Я поискала Его в сети. Как я и думала, этих Костей Быковских, оказалось, в Москве как бы не четыре с лишним сотни. Сузила поиск по приблизительному возрасту, тоже неслабое количество получилось, но на мое счастье Он обнаружился уже во втором десятке. Быковский Константин Евгеньевич, 202… года рождения, выпускник второго физико-математического лицея, проживает в Центральном районе, где-то на Пречистенке. Состоит в отношениях с выпускницей того же лицея Инной Яковлевной Козырник. Рядом фотка. Симпатичная такая девица, с тонким горбатым носиком. На породистую кобылу похожа. Между прочим, где-то я ее уже точно видела, не могу только вспомнить где. Фиг с ней.
На фотографии Костя был даже еще красивей, чем в жизни. Я скинула фотку на мобильник и сделала из нее фон. Вышло так, что теперь, под каким углом не смотри, Костя все время будет глядеть тебе в глаза. И взгляд такой упорный, пронзающий, типа: « В чем твой личный вклад в борьбу за мир во всем мире?» или» Ты записался добровольцем?». С другой стороны никто мне не мешает вообразить, что немой вопрос в его глазах озвучивается как: «Ты меня любишь?»
*
Дверь скрипит, и в образовавшуюся щель нагло влазит полоса света. Я так устаю за день от люминисцента, что возвращаясь, почти никогда не зажигаю у себя лампы. По крайней мере, пока совсем не стемнеет. Даю глазам отдохнуть.
– Настя, – горячо шепчет Марфа, всовываясь ко мне своей вечновсклокоченной головой. Так и кажется – свет идет прямо от ее волос, навроде нимба. – Ты где пропала на самом-то деле, ну иди же уже есть, в конце-то концов! Нет, ну где совесть, все давно на столе, все давно сидят, одну ее ждут, как королеву! Сама ж говорила, что голодная, и сама же разлеглась тут.

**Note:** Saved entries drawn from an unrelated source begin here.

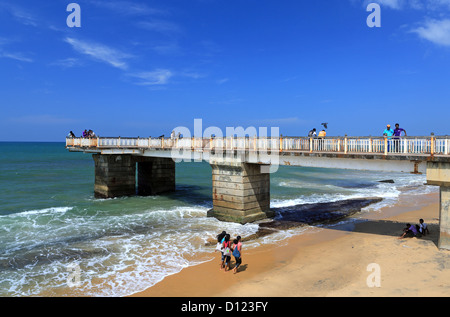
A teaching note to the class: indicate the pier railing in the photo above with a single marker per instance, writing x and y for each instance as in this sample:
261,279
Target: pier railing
431,145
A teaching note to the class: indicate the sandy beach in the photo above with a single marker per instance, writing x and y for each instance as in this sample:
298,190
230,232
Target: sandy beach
332,262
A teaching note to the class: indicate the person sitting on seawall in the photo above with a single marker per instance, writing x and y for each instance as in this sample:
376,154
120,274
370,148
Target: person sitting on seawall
423,228
410,231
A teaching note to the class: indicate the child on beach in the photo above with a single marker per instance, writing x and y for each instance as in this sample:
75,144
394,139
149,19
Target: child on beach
237,252
219,247
410,231
226,252
423,228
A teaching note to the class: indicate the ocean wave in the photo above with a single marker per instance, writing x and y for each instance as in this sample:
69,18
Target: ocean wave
51,210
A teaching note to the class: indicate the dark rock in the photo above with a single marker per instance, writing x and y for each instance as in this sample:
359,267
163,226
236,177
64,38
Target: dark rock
309,214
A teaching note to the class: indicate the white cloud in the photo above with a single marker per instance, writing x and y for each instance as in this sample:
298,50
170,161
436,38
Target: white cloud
20,14
100,52
128,7
156,77
16,56
435,31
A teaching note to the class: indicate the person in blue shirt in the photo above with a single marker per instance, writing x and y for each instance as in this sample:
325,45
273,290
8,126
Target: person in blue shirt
397,134
389,133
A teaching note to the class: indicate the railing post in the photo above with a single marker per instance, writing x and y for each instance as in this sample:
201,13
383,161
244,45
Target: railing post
432,144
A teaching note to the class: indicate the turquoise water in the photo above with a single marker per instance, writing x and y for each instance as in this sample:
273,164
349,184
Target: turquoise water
50,222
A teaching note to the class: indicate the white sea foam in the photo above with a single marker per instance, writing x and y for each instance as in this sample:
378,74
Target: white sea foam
51,210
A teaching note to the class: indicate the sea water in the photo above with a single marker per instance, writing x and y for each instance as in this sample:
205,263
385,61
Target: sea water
56,239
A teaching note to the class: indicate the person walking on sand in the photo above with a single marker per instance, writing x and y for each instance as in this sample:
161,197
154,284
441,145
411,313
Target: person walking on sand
226,253
219,247
237,252
410,231
423,228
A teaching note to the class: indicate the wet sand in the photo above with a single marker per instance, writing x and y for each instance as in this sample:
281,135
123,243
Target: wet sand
332,262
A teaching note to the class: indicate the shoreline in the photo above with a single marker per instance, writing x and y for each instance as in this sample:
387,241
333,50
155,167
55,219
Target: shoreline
332,262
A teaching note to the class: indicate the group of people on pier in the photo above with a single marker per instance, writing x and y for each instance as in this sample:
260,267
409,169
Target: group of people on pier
86,134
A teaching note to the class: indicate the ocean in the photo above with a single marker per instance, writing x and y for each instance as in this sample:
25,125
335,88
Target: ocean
58,240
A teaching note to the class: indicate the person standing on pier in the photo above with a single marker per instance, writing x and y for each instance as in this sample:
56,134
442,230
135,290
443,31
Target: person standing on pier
397,134
388,132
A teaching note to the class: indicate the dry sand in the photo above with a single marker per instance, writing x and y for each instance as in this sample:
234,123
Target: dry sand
332,262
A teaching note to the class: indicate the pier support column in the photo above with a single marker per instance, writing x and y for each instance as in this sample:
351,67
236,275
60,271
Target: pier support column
241,193
438,173
115,175
156,175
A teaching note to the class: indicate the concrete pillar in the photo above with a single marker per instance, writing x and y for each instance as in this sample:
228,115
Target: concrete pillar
115,175
438,173
241,193
156,175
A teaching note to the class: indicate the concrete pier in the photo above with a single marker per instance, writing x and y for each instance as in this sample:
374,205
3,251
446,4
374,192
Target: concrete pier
438,173
115,176
156,175
241,193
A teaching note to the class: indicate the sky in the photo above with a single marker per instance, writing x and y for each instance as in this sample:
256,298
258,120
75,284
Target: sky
142,68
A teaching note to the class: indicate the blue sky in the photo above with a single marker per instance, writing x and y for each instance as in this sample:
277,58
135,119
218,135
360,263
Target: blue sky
142,68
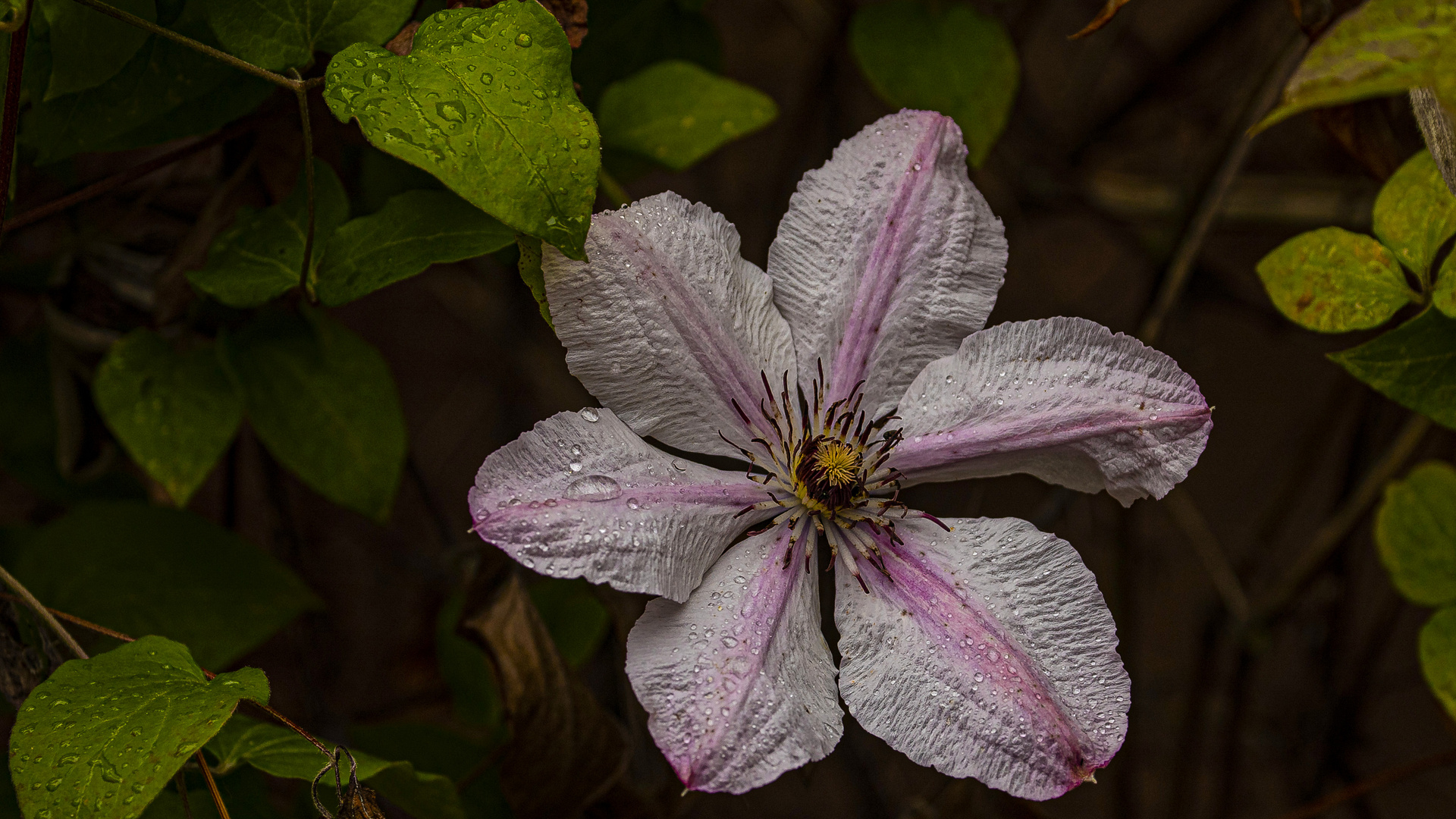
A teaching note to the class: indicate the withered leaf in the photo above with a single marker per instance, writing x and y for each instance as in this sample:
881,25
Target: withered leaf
565,751
1101,19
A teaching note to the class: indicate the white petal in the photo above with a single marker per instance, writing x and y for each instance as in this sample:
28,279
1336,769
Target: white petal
889,257
989,654
739,681
1063,400
588,499
667,324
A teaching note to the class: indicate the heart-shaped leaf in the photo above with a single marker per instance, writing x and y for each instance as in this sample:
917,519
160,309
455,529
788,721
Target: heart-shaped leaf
485,102
261,256
411,232
175,413
679,112
1332,280
957,61
101,738
150,570
324,403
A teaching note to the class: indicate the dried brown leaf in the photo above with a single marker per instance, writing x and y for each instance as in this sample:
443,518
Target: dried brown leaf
1101,19
565,751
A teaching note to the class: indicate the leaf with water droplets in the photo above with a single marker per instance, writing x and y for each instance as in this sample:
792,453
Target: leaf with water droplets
91,708
679,112
280,34
485,102
410,234
175,411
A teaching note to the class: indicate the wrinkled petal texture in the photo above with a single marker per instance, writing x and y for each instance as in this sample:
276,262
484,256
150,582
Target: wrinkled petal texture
739,681
590,499
990,654
667,324
887,259
1063,400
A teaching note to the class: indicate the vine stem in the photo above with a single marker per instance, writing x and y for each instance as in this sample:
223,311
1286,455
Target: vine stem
212,786
42,613
12,105
52,614
1372,783
221,55
308,174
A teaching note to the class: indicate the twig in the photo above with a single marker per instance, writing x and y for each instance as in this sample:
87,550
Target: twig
12,105
42,613
1334,531
308,174
1372,783
114,634
240,64
212,786
1212,202
1193,523
133,174
613,190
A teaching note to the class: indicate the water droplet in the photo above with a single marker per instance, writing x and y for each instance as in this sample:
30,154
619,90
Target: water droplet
593,487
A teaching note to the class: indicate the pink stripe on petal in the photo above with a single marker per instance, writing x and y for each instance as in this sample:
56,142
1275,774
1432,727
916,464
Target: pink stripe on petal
986,651
737,681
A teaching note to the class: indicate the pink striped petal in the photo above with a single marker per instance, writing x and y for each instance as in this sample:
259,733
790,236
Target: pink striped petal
1063,400
986,651
667,324
582,496
739,682
887,259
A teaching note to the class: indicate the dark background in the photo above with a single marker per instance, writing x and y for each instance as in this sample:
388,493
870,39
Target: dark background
1110,148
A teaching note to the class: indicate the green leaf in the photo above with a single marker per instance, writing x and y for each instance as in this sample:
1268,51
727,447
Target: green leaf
465,670
576,620
261,256
281,752
88,47
679,112
175,413
1413,365
161,80
325,406
629,36
1439,656
1414,213
1382,47
1445,293
1416,532
529,264
410,234
28,438
281,34
102,736
485,104
1332,280
149,570
959,61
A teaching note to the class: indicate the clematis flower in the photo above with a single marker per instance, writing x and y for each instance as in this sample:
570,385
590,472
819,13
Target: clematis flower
854,368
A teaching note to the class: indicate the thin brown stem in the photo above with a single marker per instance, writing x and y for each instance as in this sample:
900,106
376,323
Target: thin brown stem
1372,783
42,613
308,175
212,786
1212,202
1329,535
12,107
221,55
130,639
133,174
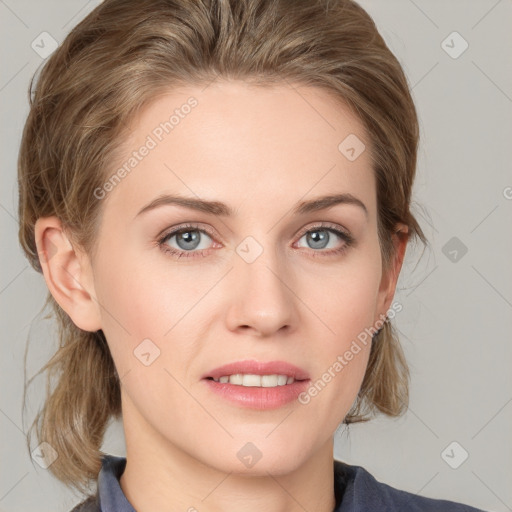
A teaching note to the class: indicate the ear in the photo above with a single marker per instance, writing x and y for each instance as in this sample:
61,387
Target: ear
390,277
68,274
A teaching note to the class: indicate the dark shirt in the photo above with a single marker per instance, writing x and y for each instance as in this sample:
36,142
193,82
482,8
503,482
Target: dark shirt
355,490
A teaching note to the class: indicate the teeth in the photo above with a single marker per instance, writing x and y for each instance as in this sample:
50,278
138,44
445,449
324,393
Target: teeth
251,380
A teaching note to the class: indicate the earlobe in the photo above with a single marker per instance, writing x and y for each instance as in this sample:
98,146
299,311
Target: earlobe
390,279
67,273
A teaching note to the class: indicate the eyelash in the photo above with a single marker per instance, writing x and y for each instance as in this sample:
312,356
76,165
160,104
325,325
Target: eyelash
347,238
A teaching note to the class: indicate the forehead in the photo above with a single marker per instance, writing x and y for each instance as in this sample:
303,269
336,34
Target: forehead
243,144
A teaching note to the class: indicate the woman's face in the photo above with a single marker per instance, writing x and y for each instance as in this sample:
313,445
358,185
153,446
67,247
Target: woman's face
267,282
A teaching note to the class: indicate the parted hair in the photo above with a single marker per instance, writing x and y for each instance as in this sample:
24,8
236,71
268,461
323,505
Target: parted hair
113,63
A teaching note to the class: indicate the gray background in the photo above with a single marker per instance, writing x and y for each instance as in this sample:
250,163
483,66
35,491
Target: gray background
457,307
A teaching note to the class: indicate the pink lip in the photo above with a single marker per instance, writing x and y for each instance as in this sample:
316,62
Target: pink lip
259,368
258,397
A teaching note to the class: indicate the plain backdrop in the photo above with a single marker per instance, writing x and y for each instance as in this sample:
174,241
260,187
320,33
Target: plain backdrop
455,326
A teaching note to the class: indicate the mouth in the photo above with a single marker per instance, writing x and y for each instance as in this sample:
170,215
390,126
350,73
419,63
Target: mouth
258,385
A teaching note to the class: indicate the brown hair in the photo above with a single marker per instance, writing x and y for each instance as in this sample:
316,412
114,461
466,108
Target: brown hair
115,61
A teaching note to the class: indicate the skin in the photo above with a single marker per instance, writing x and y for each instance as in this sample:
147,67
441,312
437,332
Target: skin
247,147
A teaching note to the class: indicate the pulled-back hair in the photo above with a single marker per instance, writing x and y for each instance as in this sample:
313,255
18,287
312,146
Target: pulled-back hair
111,65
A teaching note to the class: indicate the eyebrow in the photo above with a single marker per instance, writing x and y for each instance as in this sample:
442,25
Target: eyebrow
222,209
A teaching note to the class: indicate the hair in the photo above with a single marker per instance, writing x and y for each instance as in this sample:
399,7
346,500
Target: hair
115,62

– Я ребенка укачивала, – не слишком убедительно возражаю я, тоже, разумеется, шепотом, внутренне послушно напрягаясь, готовясь встать. Все – это, конечно же, ее ненаглядный дядя Саша, но не расстраивать же ее, дуру беременную.
– Да ладно, иди уже, оправдываться будешь в полиции.
Я осторожно снимаю с себя спящую Таню. Устраиваю ее без себя поуютнее. Целое гнездо сооружаю из одеял и подушек. Сверху укрываю пледом, и, стараясь не скрипеть дверью, выбираюсь на свет.
Действительно, все, то есть дядя Саша, уже за столом, как впрочем и близнята, и даже Гриня.
Я люблю наш стол – огромный, овальный, длинный. Он как будто перекочевал к нам из какого-то зала заседаний.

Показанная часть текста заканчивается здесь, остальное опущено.